El monitoreo basado en el estado (CBM, por sus siglas en inglés) utiliza diagnósticos en tiempo real para revolucionar por completo la forma en que abordamos el mantenimiento. Los sistemas de diagnóstico supervisan el funcionamiento de los interruptores de vacío y no requieren acceso físico al equipo. Durante las operaciones normales, ciertas tecnologías (como el análisis de la firma de la corriente de la bobina) monitorean cómo se desgastan y deterioran los componentes individuales. Asimismo, el monitoreo térmico permite identificar problemas en los contactos antes de que se vuelvan demasiado graves. La investigación publicada bajo el título «Análisis de equipos de conmutación de vacío de media tensión mediante técnicas avanzadas de monitoreo del estado, análisis de tendencias y diagnóstico» concluyó que la metodología CBM redujo las fallas inesperadas en aproximadamente un 40 %. Los problemas se resuelven antes de alcanzar un estado de falla y provocar averías catastróficas. La presión de vacío y los datos del ciclo operativo se utilizan mediante análisis predictivo para evaluar la vida útil restante de un componente. El funcionamiento libre de mantenimiento no significa que siempre estén presentes componentes ideales y perfectos; implica, más bien, que los problemas pequeños y medianos se resuelven antes de que se agraven y se conviertan en fallos mayores. La fiabilidad necesaria para que los sistemas operen de forma autónoma es proporcionada por el CBM cuando se monitorea la integridad del vacío y el desgaste de los contactos frente a los parámetros operativos normales.

Preguntas frecuentes

¿Cuál es la principal ventaja de la unión cerámica-metal en los interruptores de vacío?

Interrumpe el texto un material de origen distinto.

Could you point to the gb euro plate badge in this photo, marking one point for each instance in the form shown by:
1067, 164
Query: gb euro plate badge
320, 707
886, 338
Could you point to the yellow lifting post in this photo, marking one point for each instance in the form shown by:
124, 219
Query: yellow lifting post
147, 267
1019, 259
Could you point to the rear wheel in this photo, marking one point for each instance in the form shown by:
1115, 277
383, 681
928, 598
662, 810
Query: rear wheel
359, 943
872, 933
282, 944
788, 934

Su principal ventaja es una tasa de fuga de helio significativamente reducida en comparación con las alternativas selladas con vidrio, lo que mejora posteriormente la vida útil y la estabilidad térmica del interruptor de vacío.

La emisión de campo aparece primero cuando los contactos se degradan. Las emisiones de electrones pueden desgastar los contactos. El monitoreo de las emisiones de electrones permite detectar la degradación de forma temprana.

¿Cuál es la importancia del monitoreo basado en el estado (CBM) en los interruptores de vacío?

El diagnóstico en tiempo real es la principal ventaja del monitoreo basado en el estado (CBM) en los interruptores de vacío. El diagnóstico de posibles problemas puede realizarse antes de que ocurran fallos críticos. Este proceso reduce la probabilidad de fallos repentinos.